Petit bonheur du vendredi (20)

C'est vendredi!
Dernier vendredi de nos vacances au camping!
Les enfants ont eu du plaisir toute la semaine.
Pas d'horaire
Pas de routine
Que du soleil et de la baignade!

Nos fins de soirées?
Installé confortablement devant un film...
Le bonheur aura été au rendez-vous toute la semaine!

Pour ceux qui comme nous terminent leurs vacances aujourd'hui,
J'espère que vous en aurez profité au maximum!
Pour ceux qui sont officiellement en vacances depuis aujourd'hui,
Je vous souhaite autant de plaisir et de beau temps que nous!

Bon weekend à tous!



mercredi 11 juillet 2012

Roxanne


Elle a douze ans. Ses yeux sont bleus comme le ciel. Sa peau blanche comme le lait. Son nez parsemé de taches de rousseur. Son sourire est radieux. Elle a de grandes mains fines et les jambes longues.

Elle adore nager dans la piscine du camping et faire du vélo dans l'allée. À l'heure du train, elle est la première à surveiller son arrivée. Elle ne manquerait la promenade pour rien au monde. Avant d'embarquer, elle tape dans la main du chauffeur en souriant, un rituel qui leur appartient a tous les deux. Une fois bien installée sur son siège, elle y reste jusqu'à la fin du tour et c'est toujours un peu déçu qu'elle en descend une fois la promenade terminée. Le train reviendra demain, elle le sait, elle y sera.

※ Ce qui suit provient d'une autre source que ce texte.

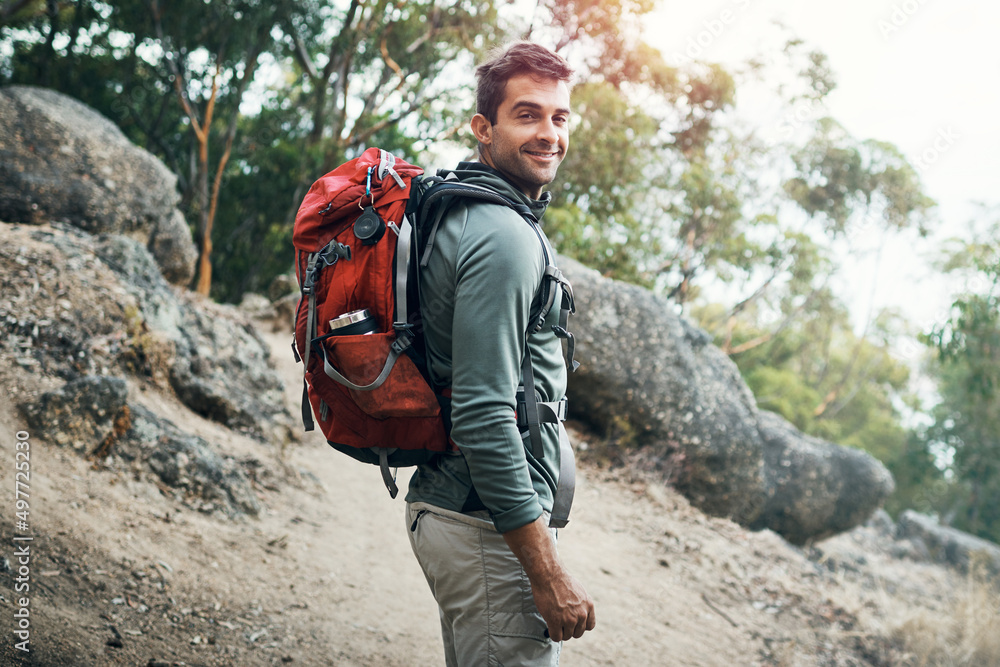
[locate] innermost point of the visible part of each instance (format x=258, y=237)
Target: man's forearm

À la piscine, elle sourit. Chaque fois qu'elle voit Fiston Tupperware, elle le suit en souriant et elle l'imite. Elle ne le quitte pas. Fiston Tupperware sait pourquoi et ça ne le dérange pas. Quand il la voit, il lui parle, l'invite à nager et ne se surprend pas quand elle crie.

Elle s'appelle Roxanne. Elle a douze ans, mais ne parle pas. Elle est autiste.

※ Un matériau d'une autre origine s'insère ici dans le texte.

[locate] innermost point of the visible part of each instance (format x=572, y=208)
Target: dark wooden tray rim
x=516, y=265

Bien sûr, pour un œil avisé, sa différence est flagrante. Pour le commun des mortels, elle ne l'est pas nécessairement. Pour ceux-là, Roxanne a quelqu'un qui s'occupe de l'enseignement des troubles envahissants du développement : sa maman. Céline.

Ici, au camping, Céline a une pause. Sa fille est heureuse, elle s'amuse. Habituellement, elle passe la journée dans la piscine sous l’œil attentif de sa mère. Deux fois par jour, elle fait la promenade en train offert sur le site. Parfois, lorsqu'il fait un peu trop frais pour la laisser nager, on la voit faire du vélo à deux roues près du parc.

Ce qui m'a le plus marquée chez Roxanne? Son sourire. Elle sourit tout le temps.

Ce qui m'a le plus touchée de Roxanne? Elle a conquis le cœur de Fiston Tupperware qui a rassuré Céline en lui disant ceci : « Je sais que votre fille est autiste. Je connais ça. Ça ne me dérange pas. »

Ce que j'ai appris de Roxanne? Les gens qui sourient donnent le goût à ceux qui se cherchent des raisons de ne pas le faire... de le faire.

Alors, souriez aujourd'hui... pour Roxanne!